Soyons raisonnable : la Rigaud n’est pas une bonne fille du premier plateau, portée sur la chose et prompte à chenailler avec le premier gaillu de passage.
La Rigaud était le nom de baptême de la grande cloche de la cathédrale de Rouen. Il fallait se mettre à plusieurs pour la tirer, avant qu’avec plaisir elle émette son bruit, la Rigaud. Et après on arrosait ça. Et quand on avait bien arrosé, on arrosait encore. Pour dire vrai, on buvait à tire-larigot (1518).

(4) – Pétaud viendrait du latin petere, demander, mendier. La pétaudière vient de la Cour du roy Pétauld où chascun est maître (1594) ce qui est le début de l’anarchie.

(5) – Il n’est pas rare que les débats parlementaires tournent à la pétaudière. C’est même une règle comparable aux matches à élimination directe qui se terminent parfois par les tirs au but.

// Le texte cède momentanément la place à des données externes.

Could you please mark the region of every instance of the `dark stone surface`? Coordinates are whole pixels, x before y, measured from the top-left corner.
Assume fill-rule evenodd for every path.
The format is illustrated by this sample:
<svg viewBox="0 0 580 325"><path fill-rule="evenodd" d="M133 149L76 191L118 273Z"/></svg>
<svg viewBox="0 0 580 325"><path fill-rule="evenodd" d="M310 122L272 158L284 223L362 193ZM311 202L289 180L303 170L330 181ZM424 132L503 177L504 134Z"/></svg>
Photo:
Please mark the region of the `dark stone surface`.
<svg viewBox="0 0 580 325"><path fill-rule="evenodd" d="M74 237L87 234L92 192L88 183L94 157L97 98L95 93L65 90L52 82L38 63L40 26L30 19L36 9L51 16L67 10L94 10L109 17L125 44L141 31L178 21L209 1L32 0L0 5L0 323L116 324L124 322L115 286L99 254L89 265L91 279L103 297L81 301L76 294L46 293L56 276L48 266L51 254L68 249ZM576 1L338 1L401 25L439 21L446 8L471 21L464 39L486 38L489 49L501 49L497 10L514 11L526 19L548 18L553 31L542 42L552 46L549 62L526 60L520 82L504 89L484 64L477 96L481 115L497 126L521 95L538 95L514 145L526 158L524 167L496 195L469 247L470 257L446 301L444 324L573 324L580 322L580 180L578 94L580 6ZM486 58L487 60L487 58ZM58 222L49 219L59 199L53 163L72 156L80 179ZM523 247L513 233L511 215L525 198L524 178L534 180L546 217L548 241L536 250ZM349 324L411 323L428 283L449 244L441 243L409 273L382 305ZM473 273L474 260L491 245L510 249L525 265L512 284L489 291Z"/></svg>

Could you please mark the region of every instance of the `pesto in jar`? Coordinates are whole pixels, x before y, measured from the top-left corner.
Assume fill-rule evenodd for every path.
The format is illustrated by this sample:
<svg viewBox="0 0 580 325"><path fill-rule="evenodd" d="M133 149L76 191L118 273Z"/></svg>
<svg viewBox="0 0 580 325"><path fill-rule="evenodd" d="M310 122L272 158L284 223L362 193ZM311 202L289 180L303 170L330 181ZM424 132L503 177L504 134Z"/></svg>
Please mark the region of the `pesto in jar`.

Un exemple troublant est la séance du 16 mars 2023. On est en pleine réforme des retraites ! Élisabeth Borne annonce recourir aux 49.3. C’est la confusion, les huées, des pancartes hostiles brandies, des Marseillaises à tue-tête de droite comme de gauche, des suspensions de séances comme s’il en pleuvait, une Première Ministre inaudible pendant toute son intervention.
Il y avait un précédent. Dans Les Pieds Nickelés ministres (1911) Louis Forton nous raconte Ribouldingue ministre de la Guerre, Croquignol à l’Intérieur et Filochard aux Finances. On peut trouver des exemplaires entre 6 et 14 € sur Le Bon Coin. C’est le récit d’une pétaudière, certes, mais qui évidemment n’atteint pas les sommets de la séance du 16 mars 2023 car en général la réalité dépasse la fiction.